Pourquoi t’inquiètes-tu ?
« Tu ne saurais prier avec pureté si tu es embarrassé de choses matérielles et agité de soucis continuels ; car la prière est suppression de pensées » (no 71).
Les pensées font obstacle à la prière, à la rencontre du Seigneur. Évagre ne parle pas de n’importe quelles pensées, mais de celles qui concernent les « choses matérielles » et les soucis de la vie. Il suffit, en effet, de s’arrêter, faire silence et désirer prier, pour qu’arrivent une multitude de pensées : « ne pas oublier ceci ou cela tout à l’heure » ou « tel rendez-vous » ou ruminer tel souci.

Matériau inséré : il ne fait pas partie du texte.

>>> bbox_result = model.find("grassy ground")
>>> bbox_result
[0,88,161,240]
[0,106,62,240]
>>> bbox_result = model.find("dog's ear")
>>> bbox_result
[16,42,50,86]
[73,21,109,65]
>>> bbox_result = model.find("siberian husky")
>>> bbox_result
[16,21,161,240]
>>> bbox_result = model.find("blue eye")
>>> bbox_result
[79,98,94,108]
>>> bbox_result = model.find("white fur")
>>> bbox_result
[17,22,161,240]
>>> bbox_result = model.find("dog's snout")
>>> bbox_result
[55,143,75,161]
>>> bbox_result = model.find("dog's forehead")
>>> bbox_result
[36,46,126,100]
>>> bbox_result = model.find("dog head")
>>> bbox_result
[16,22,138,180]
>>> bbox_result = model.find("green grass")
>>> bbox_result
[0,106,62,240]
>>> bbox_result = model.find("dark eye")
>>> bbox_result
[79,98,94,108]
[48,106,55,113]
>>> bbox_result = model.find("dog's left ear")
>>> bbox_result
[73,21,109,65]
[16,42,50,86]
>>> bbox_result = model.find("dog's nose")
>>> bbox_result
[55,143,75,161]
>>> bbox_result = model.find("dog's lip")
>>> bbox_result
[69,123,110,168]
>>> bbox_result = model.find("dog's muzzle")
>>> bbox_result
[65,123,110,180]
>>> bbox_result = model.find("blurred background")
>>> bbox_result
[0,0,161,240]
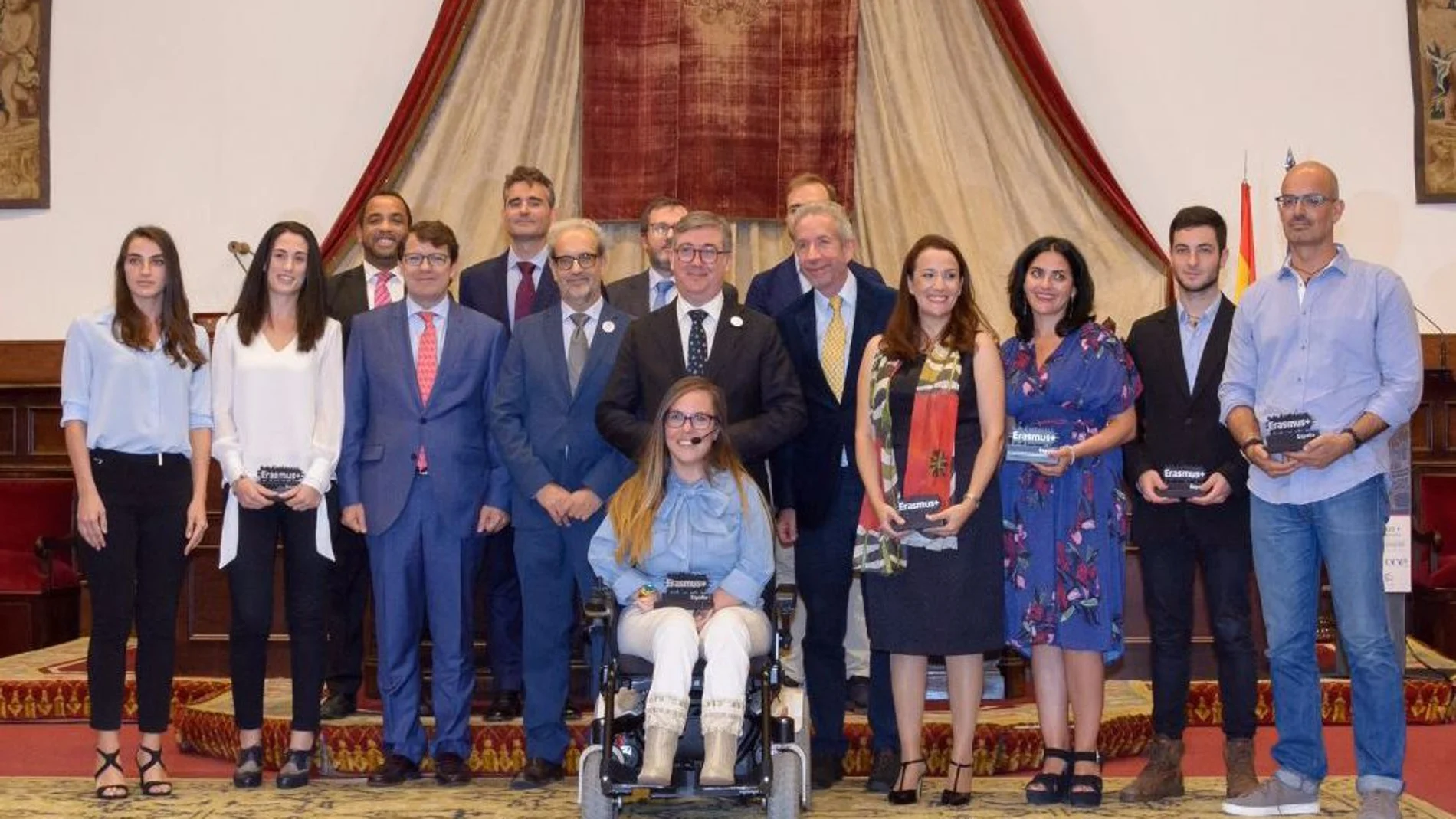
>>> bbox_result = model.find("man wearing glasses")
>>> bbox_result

Comment « supprimer » les pensées ? On ne peut pas vraiment, mais on peut ne pas s’y rendre attentif, les laisser passer comme des nuages dans le ciel. Avec l’expérience cependant, si on est présent à son corps et à sa respiration, cela nous aide à « passer de la tête au cœur », à être présent ici et maintenant au Seigneur et à lui seul. En fait, si je me rends présent à deux endroits à la fois, par exemple ma respiration ou ma présence corporelle et la Parole de Dieu que je médite, je ne peux pas me laisser entraîner par d’autres pensées. Alors, je suis vraiment présent au Seigneur dans la prière. La « pureté » dont parle Évagre concerne la clarté de l’esprit, n’être ordonné que par une seule chose, la recherche du Seigneur : « Marthe, Marthe, tu t’inquiètes et t’agites pour bien de choses. Une seule est nécessaire », dit Jésus (Luc 10, 42).